Профессор. Чистый воздух Нарвудских холмов – вот настоящее благо. По крайней мере, таким благом он был, дорогая моя, но люди, насколько могли, прокоптили его дымом. А дворец (как они его называют) во многих отношениях для них лучше старой ярмарки. Их дворец не три дня, а всегда к их услугам и запирается только ночью. Вещи, находящиеся в нем, можно было бы, конечно, употребить с толком, если бы люди знали, как это сделать. Что до его воспитательного значения, то ничего народ там не может узнать, кроме разве самых низких творений маленького Птаха: то есть может научиться только работам молота и клещей. Я видел там на днях чудесный образчик такой работы. Несколько несчастных мастеров по металлу – я не уверен, известной ли фирмы, – потратили три года на изготовление золотого орла.

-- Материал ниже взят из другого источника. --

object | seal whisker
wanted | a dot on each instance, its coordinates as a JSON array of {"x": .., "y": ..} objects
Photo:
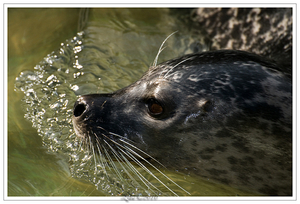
[
  {"x": 120, "y": 136},
  {"x": 148, "y": 171},
  {"x": 165, "y": 76},
  {"x": 125, "y": 161},
  {"x": 146, "y": 182},
  {"x": 142, "y": 152},
  {"x": 130, "y": 166},
  {"x": 161, "y": 49},
  {"x": 159, "y": 171}
]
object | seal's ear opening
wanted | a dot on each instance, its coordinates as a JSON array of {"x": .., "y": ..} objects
[
  {"x": 79, "y": 109},
  {"x": 155, "y": 109},
  {"x": 208, "y": 106}
]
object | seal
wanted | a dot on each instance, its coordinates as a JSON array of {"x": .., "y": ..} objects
[{"x": 223, "y": 115}]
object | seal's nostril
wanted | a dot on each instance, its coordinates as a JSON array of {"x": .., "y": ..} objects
[{"x": 79, "y": 109}]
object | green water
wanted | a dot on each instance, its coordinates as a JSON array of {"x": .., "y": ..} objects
[{"x": 118, "y": 47}]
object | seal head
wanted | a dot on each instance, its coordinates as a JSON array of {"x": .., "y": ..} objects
[{"x": 223, "y": 115}]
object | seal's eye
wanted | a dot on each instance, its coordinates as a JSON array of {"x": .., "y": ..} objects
[{"x": 154, "y": 107}]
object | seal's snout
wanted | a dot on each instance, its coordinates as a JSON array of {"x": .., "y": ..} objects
[{"x": 79, "y": 108}]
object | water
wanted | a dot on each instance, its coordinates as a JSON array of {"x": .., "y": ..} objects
[{"x": 115, "y": 48}]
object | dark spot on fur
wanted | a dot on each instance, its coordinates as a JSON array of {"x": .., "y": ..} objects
[
  {"x": 222, "y": 147},
  {"x": 232, "y": 160},
  {"x": 268, "y": 190},
  {"x": 216, "y": 172},
  {"x": 224, "y": 133}
]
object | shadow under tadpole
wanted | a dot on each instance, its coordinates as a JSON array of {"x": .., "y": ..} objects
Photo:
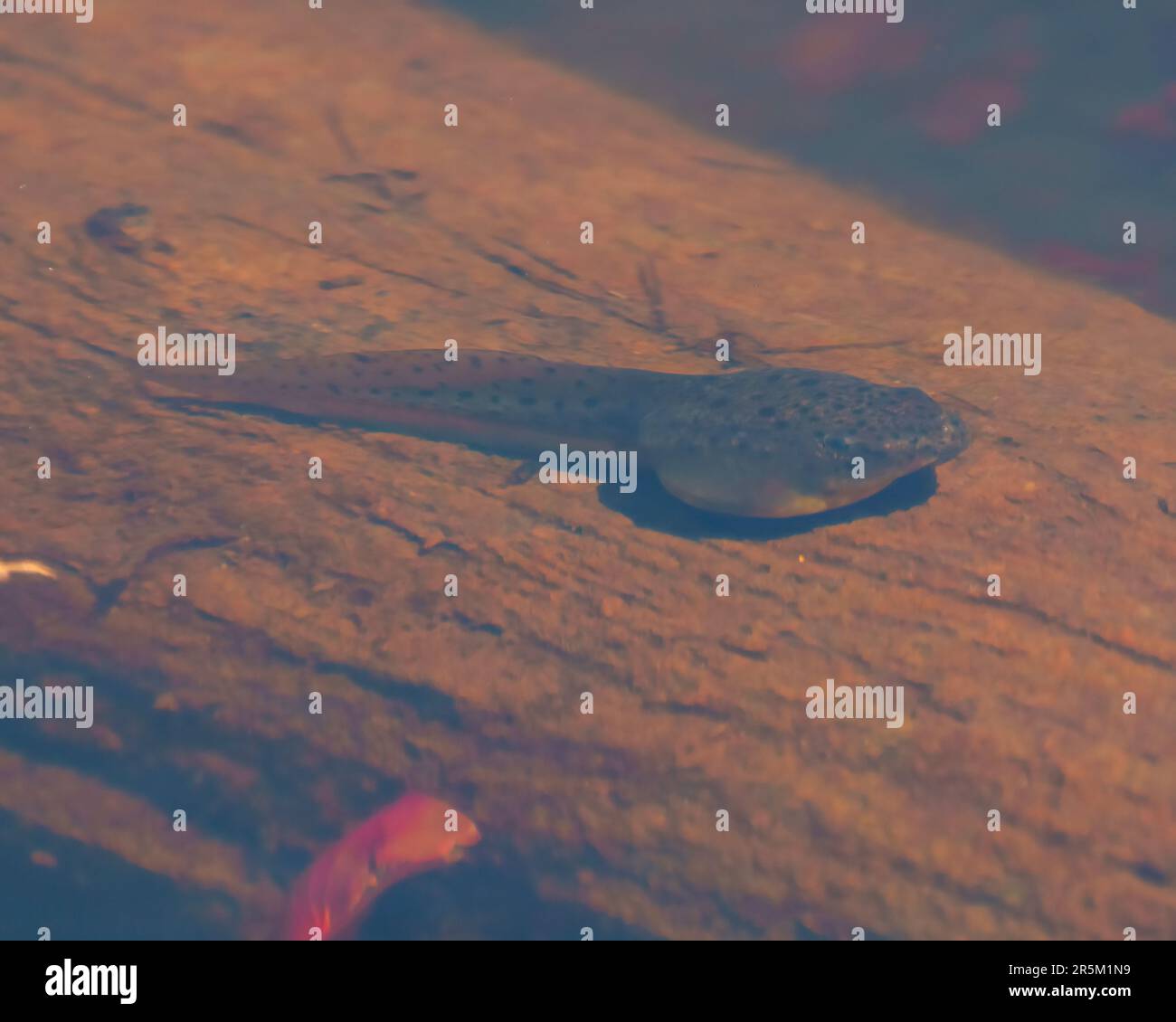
[{"x": 651, "y": 507}]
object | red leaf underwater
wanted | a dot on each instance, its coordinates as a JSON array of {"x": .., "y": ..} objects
[{"x": 412, "y": 835}]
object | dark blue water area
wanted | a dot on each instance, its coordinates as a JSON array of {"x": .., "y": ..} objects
[{"x": 1086, "y": 90}]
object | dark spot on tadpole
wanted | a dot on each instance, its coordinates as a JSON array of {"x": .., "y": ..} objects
[{"x": 106, "y": 227}]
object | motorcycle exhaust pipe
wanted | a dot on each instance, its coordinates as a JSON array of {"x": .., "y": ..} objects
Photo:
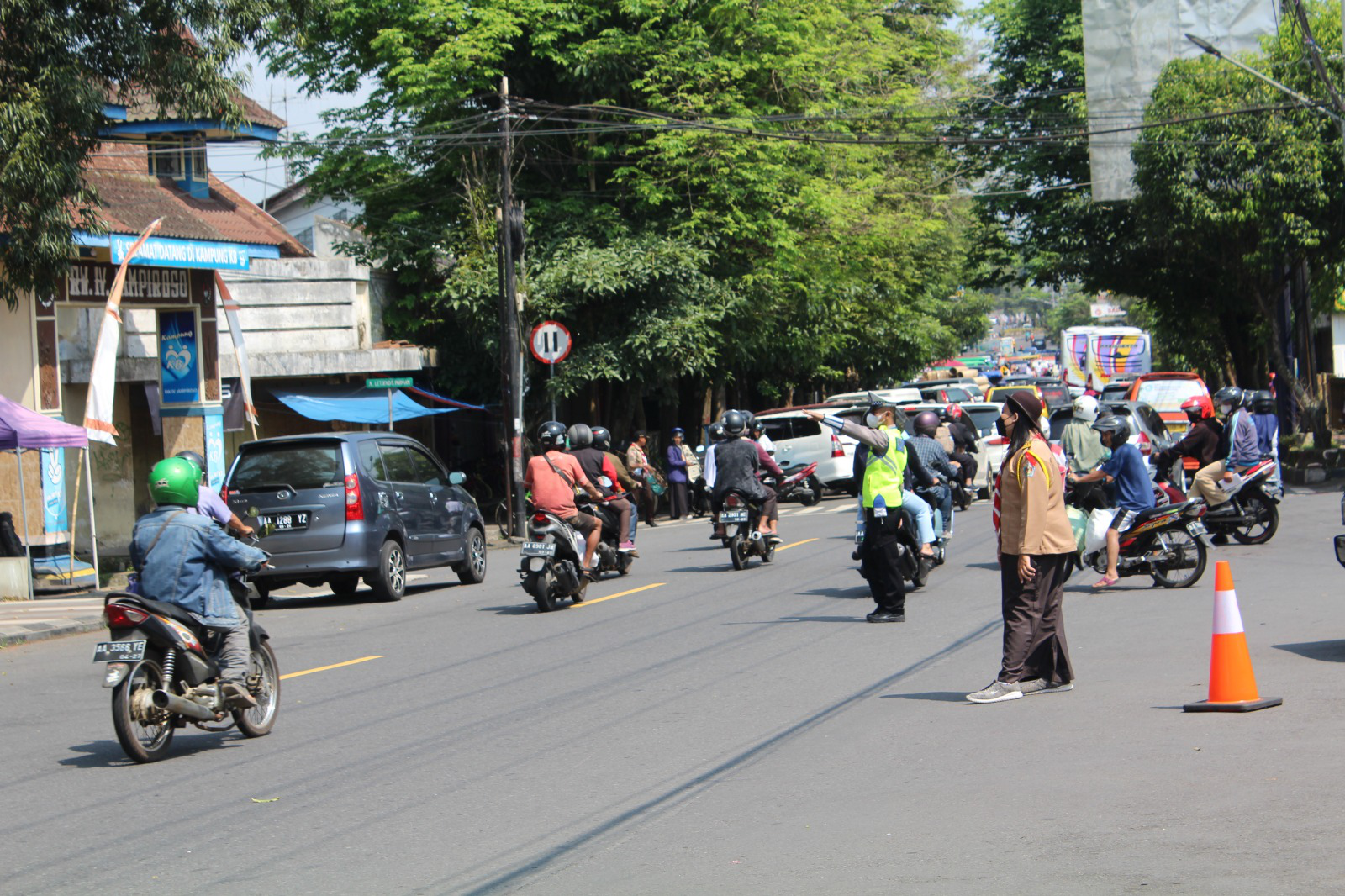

Сивилла. Из настоящего золота?
Профессор. Нет, из бронзы, меди или какого-нибудь явно скверного металла – но это неважно. Я хотел бы только обратить ваше внимание на этот образец Британского орла. Каждое перо, каждое волоконце пера, каждый стволик делались отдельно и в натуральную величину, а затем уже все части соединялись и скреплялись вместе. Вы знаете, дети, что я невысокого мнения о своих рисунках, но даю вам честное слово, что, если я попаду в зоологический сад и у меня в кармане сыщется огрызок карандаша, а американский орел соблаговолит несколько мгновений не вертеть головой, за полминуты я сделаю нечто лучшее, чем эта фирма за три года. Потому что в эти полминуты целью моей будет орел, а не я сам, тогда как в продолжение целых трех лет целью фирмы в каждом кусочке бронзы была она сама, а не орел. Вот истинное значение низшего Птаха: у него нет глаз, и он может видеть только самого себя. Скарабей был не совсем типичным воплощением его; наш северный жук-навозник подошел бы куда лучше. Приятно видеть его за работой, как он собирает свои сокровища (какие имеются), скатывая их в маленькие шарики, и потом катит их к себе домой, не поднимая головы, подобно современным политэкономам, катящим свой шар капитализма, возвещая, что пороки служат для нации лучшей опорой, чем добродетели. Но довольно, дети, – что-то я устал.
Дора. Я спущусь в кухню и позабочусь о том, чтобы маленького Птаха не оказалось в буфете.